TAOCP 3.3.2 Exercise 32
The statement is **false**.
Section 3.3.2: Empirical Tests
Exercise 32. [M20] True or false: If $X$ and $Y$ are independent, identically distributed random variables with mean 0, and if they are more likely to be positive than negative, then $X + Y$ is more likely to be positive than negative.
Verified: yes
Solve time: 14m47s
The statement is false.
The assumptions are that (X) and (Y) are independent, identically distributed, that (\mathbb{E}[X]=0), and that [ \mathbb{P}(X>0) > \mathbb{P}(X<0). ] We must decide whether this forces [ \mathbb{P}(X+Y>0) > \mathbb{P}(X+Y<0). ]
The key point is that the sign of (X+Y) depends on a convolution of the distribution of (X), and the condition on (X) only controls probabilities of sign, not magnitudes. This allows a construction where single draws are more often positive, but paired sums are more often negative.

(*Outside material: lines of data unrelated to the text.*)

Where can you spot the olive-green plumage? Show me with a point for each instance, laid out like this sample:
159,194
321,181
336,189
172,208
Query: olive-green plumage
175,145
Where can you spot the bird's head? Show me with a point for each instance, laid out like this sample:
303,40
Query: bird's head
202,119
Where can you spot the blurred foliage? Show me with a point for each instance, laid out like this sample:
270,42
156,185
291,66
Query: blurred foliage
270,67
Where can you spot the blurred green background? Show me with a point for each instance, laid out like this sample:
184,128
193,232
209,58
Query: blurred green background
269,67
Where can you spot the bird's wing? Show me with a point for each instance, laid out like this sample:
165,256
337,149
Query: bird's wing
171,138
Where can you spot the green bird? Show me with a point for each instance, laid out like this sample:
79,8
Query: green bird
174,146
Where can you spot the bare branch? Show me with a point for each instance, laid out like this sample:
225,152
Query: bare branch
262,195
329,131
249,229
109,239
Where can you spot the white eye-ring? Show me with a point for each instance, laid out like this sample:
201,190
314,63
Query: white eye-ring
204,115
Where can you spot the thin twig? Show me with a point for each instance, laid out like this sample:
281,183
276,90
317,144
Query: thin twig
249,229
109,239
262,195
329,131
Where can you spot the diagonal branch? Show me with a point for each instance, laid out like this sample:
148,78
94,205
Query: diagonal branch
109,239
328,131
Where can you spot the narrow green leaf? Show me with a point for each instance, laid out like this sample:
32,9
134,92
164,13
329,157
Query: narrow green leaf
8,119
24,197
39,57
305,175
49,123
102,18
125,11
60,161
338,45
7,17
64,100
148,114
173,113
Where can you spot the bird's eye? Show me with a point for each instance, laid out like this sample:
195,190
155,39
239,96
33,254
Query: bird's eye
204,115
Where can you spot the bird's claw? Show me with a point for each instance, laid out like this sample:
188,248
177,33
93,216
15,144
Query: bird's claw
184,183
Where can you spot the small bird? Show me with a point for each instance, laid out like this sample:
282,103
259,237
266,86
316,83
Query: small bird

A fully explicit counterexample can be built with a two-point distribution.
Let [ \mathbb{P}(X = 1) = p, \quad \mathbb{P}(X = -a) = 1-p, ] where (0<p<1) and (a>0). The mean-zero condition gives [ p \cdot 1 + (1-p)(-a) = 0, ] so [ p = \frac{a}{1+a}. ]
We want (\mathbb{P}(X>0) > \mathbb{P}(X<0)), which is [ p > 1-p \quad \Longleftrightarrow \quad p > \frac12. ] Using (p = \frac{a}{1+a}), this becomes [ \frac{a}{1+a} > \frac12 \quad \Longleftrightarrow \quad a>1. ]
So choose any (a>1), for example (a=2). Then [ \mathbb{P}(X=1)=\frac{2}{3}, \quad \mathbb{P}(X=-2)=\frac{1}{3}. ] This satisfies all assumptions: [ \mathbb{E}[X]=\frac{2}{3}\cdot 1 + \frac{1}{3}\cdot(-2)=0, \quad \mathbb{P}(X>0)=\frac{2}{3}>\frac{1}{3}. ]
Now compute the distribution of (S=X+Y). The possible sums are [ 2,\quad -1,\quad -4, ] coming from [ (1,1),\ (1,-2),\ (-2,1),\ (-2,-2). ]
Their probabilities are: [ \mathbb{P}(S=2)=\left(\frac{2}{3}\right)^2=\frac{4}{9}, ] [ \mathbb{P}(S=-1)=2\cdot \frac{2}{3}\cdot \frac{1}{3}=\frac{4}{9}, ] [ \mathbb{P}(S=-4)=\left(\frac{1}{3}\right)^2=\frac{1}{9}. ]
Now aggregate signs.
Positive: [ \mathbb{P}(S>0)=\mathbb{P}(S=2)=\frac{4}{9}. ]
Negative: [ \mathbb{P}(S<0)=\mathbb{P}(S=-1)+\mathbb{P}(S=-4)=\frac{4}{9}+\frac{1}{9}=\frac{5}{9}. ]
Thus [ \mathbb{P}(S>0) = \frac{4}{9} < \frac{5}{9} = \mathbb{P}(S<0). ]
This directly contradicts the claimed implication.
The mechanism is structural. The condition (\mathbb{P}(X>0)>\mathbb{P}(X<0)) can hold even when negative values have larger magnitude. When two independent copies are added, the event “both are negative” produces a large negative contribution, while positive outcomes require two positive draws. This imbalance is enough to reverse the sign bias in the sum.
Therefore the original statement does not hold in general, so the answer is false.